Relativamente aos ficheiros de imagem subsequentemente juntos, igualmente se afigura não estar em falta o cumprimento de dever processual pela A., cabendo ao Tribunal de 1ª Instância, em sede própria, aferir da relevância dos mesmos e proceder à valoração do respetivo teor em face da factualidade alegada.
Termos em que se conclui ser destituído de sentido o incidente despoletado pela R. CCAM e secundado pelas restantes RR. Incidente que, pelo menos desde outubro de 2024, vem obstando, sem justificação, a regular tramitação do processo.
Em consequência do exposto, consigna-se inexistir litigância de má-fé por parte da A., que não está em falta com procedimento do qual dependa o exercício do contraditório por parte das RR. e a possibilidade de apreensão do texto da petição por parte do Tribunal de 1ª Instância.
Procedem, assim, as conclusões da alegação do presente recurso.
As custas recaem sobre as Recorridas, na vertente de custas de parte – artigo 527.º, n.º 1, do CPC.
Vai dispensado o pagamento do remanescente da taxa de justiça, já que a complexidade das questões suscitadas no presente recurso não reclama sejam impostos, nesta instância, outros custos – cfr. artigos 1.º, n.º 2 e 6.º, n.º 7, do RCP.
Sumário: (…)
IV – DECISÃO
Nestes termos, decide-se pela total procedência do recurso, em consequência do que se revoga a decisão recorrida.

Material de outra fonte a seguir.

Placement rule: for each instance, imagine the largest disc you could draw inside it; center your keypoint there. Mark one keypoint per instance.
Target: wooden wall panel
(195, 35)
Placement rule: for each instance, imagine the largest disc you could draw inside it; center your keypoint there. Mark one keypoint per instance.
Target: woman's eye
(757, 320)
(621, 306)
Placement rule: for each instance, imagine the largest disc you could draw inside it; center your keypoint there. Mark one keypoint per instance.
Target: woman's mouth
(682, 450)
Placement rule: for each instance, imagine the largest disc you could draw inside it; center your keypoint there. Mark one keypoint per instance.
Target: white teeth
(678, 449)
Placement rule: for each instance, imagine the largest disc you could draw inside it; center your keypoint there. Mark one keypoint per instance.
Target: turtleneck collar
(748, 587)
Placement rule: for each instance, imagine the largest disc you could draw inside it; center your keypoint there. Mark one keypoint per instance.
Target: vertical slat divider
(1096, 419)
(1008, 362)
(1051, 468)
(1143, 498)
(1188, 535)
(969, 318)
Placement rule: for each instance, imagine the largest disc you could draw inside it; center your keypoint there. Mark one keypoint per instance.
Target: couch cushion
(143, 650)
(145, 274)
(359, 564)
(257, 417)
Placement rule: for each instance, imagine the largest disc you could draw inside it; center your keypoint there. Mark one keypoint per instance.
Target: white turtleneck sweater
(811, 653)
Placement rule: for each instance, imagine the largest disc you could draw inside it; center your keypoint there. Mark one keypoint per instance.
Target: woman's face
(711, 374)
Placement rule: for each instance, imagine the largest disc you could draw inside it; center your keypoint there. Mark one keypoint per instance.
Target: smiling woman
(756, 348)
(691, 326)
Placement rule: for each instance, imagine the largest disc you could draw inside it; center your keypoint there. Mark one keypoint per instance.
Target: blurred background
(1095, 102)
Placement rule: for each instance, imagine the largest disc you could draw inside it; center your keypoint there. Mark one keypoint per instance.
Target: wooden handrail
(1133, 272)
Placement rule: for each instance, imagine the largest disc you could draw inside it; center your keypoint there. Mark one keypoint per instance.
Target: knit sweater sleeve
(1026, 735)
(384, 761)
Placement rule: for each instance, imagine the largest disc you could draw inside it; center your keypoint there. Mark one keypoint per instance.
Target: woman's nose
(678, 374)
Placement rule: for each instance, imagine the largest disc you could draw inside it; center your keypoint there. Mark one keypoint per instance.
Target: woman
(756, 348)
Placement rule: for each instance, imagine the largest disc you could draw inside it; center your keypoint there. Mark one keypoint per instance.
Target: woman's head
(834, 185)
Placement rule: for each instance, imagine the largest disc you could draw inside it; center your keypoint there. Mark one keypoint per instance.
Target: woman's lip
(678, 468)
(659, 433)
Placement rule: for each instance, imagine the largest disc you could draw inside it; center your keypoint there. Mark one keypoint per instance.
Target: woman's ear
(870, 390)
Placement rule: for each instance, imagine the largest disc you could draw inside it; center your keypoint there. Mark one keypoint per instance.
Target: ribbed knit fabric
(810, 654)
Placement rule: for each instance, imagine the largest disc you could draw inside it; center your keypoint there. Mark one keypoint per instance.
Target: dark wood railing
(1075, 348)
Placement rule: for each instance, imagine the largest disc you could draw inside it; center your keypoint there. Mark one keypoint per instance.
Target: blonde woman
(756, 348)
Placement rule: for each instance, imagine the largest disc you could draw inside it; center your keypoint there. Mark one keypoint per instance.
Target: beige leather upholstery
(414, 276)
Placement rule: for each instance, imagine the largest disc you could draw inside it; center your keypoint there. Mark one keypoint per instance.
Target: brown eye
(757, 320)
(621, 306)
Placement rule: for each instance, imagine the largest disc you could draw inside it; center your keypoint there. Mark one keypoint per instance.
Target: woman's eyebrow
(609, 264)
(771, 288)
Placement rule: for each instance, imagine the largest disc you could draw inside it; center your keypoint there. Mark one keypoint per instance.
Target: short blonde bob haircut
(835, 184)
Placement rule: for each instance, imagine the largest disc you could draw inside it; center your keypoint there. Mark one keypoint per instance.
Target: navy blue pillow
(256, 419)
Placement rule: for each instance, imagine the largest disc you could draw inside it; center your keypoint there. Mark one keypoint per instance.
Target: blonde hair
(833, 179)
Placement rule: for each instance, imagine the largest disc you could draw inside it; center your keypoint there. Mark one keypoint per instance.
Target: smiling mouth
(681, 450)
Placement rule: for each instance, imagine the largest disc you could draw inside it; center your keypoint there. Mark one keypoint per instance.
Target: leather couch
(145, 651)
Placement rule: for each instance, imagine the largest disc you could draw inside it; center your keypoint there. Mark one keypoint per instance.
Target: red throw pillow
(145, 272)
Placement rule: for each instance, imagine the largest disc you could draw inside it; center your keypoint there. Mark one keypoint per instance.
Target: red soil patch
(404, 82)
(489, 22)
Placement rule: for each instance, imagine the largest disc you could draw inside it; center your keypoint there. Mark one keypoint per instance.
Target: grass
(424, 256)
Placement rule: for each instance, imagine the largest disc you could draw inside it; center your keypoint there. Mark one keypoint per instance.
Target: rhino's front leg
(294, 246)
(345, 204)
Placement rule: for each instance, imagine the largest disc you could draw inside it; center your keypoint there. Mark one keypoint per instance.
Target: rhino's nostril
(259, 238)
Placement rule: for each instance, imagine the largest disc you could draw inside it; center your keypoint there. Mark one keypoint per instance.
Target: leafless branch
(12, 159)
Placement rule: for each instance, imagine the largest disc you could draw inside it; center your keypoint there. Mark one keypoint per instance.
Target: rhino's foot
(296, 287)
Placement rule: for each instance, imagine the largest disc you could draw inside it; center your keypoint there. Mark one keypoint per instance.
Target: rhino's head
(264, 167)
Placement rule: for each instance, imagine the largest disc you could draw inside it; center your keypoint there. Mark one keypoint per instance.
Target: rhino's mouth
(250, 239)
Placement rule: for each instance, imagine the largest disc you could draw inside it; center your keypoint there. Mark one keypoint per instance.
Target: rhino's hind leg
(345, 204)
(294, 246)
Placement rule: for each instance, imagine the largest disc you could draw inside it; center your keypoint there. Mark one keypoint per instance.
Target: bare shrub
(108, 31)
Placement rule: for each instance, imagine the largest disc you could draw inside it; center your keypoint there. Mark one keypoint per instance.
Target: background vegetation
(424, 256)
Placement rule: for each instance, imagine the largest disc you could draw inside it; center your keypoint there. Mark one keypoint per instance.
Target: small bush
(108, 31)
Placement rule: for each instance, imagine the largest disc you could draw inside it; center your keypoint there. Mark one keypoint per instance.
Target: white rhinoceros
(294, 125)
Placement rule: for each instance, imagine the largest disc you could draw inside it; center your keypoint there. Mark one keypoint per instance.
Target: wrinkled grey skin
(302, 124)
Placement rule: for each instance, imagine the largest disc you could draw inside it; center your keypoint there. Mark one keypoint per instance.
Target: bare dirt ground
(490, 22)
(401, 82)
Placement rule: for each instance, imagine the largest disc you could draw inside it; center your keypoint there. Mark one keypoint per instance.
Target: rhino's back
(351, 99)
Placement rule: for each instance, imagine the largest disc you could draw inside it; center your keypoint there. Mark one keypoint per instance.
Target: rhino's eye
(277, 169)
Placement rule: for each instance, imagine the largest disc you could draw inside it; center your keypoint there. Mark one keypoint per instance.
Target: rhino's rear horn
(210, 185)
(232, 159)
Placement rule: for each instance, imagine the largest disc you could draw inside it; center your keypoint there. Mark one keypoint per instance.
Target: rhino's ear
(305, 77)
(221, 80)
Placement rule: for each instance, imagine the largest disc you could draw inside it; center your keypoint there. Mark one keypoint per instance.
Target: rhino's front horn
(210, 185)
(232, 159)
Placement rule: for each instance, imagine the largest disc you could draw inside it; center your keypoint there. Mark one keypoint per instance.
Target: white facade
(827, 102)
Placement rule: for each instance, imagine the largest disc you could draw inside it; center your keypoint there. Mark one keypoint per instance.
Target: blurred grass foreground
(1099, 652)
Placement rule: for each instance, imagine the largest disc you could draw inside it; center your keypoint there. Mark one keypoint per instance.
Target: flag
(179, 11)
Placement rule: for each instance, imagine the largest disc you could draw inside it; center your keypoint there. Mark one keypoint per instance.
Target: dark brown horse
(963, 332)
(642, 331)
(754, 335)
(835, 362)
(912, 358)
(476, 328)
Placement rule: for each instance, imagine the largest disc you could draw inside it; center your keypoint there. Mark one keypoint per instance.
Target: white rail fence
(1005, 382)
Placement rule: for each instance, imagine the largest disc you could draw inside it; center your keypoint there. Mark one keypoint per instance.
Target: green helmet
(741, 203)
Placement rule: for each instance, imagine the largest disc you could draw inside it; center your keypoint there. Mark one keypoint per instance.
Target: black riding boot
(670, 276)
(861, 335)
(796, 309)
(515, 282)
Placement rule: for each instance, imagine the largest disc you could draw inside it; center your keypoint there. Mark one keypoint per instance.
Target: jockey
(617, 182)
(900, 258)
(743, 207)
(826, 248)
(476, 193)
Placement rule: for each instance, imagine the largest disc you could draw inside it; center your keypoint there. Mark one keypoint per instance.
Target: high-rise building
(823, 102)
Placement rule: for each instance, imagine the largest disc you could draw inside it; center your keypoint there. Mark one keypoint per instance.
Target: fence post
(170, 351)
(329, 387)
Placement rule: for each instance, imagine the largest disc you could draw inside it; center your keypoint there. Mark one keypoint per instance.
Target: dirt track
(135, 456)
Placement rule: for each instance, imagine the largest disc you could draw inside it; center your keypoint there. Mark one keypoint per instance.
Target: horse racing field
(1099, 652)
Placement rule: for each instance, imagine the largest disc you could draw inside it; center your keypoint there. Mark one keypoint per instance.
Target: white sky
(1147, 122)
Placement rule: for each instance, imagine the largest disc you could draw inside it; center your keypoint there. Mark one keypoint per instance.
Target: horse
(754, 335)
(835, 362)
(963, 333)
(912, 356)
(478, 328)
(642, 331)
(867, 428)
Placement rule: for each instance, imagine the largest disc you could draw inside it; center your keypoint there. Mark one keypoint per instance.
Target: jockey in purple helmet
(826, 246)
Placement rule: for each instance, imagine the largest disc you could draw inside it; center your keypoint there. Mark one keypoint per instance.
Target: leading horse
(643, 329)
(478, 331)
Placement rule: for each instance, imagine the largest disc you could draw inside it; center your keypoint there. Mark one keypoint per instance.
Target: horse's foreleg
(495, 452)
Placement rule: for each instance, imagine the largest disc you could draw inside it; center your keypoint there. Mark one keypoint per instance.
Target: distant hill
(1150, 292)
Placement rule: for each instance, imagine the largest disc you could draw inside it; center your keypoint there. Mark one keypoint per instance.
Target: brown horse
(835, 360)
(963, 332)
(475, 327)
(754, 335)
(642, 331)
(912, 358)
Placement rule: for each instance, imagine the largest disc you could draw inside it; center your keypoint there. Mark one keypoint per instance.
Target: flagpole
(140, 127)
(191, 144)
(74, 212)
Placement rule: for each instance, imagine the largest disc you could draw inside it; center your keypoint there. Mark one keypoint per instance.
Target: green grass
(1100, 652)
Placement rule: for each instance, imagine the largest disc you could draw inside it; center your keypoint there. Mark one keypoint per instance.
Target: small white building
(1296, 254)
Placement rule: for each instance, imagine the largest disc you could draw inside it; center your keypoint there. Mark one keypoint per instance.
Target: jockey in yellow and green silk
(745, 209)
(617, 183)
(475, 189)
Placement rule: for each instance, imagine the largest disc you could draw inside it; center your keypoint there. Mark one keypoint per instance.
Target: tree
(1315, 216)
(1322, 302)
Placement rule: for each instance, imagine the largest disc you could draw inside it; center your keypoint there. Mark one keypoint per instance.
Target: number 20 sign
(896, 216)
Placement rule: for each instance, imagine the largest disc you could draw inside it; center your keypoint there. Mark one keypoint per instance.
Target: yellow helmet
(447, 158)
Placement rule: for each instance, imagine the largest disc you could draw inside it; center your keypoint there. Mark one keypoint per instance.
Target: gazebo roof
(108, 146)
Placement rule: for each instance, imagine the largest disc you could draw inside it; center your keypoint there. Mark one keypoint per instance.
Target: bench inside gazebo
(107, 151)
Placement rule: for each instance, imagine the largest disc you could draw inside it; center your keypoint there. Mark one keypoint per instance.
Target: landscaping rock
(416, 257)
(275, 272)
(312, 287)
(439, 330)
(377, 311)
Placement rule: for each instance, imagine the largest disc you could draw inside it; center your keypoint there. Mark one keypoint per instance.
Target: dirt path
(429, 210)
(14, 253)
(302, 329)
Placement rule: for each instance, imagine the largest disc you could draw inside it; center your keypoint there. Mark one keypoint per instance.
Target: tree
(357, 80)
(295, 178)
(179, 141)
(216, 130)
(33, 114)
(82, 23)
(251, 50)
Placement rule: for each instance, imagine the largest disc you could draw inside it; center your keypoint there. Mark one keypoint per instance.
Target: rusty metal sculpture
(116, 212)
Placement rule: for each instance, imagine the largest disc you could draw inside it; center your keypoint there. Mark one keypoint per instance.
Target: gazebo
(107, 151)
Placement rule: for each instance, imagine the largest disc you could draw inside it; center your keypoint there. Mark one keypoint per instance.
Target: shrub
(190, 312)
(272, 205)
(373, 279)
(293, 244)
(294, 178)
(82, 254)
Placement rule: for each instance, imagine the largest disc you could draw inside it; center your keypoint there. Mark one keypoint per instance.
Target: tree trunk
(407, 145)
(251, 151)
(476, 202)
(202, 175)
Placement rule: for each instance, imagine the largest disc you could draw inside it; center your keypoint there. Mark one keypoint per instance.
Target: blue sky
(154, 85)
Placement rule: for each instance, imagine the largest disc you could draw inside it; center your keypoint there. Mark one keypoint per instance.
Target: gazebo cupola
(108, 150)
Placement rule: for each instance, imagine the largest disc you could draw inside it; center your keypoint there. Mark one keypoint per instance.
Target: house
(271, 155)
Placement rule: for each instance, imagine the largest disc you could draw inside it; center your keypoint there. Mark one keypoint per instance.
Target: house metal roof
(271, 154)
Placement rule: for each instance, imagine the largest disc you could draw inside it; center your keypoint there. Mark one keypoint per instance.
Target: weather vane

Custas pelas Recorridas na vertente das custas de parte, dispensando-se o pagamento do remanescente da taxa de justiça.
*
Évora, 27 de fevereiro de 2025
Isabel de Matos Peixoto Imaginário
Vítor Sequinho dos Santos
Ana Margarida Carvalho Pinheiro Leite
__________________________________________________
[1] E seguindo de perto o que deixa exposto in Temas Judiciários, I vol., págs. 303 e ss.
[2] José Lebre de Freitas, A. Montalvão Machado e Rui Pinto, in “Código de Processo Civil Anotado”, vol. 2.º, Coimbra, 2001, pág. 195.
[3] Ac. STJ de 06/01/2000 (Lúcio Teixeira).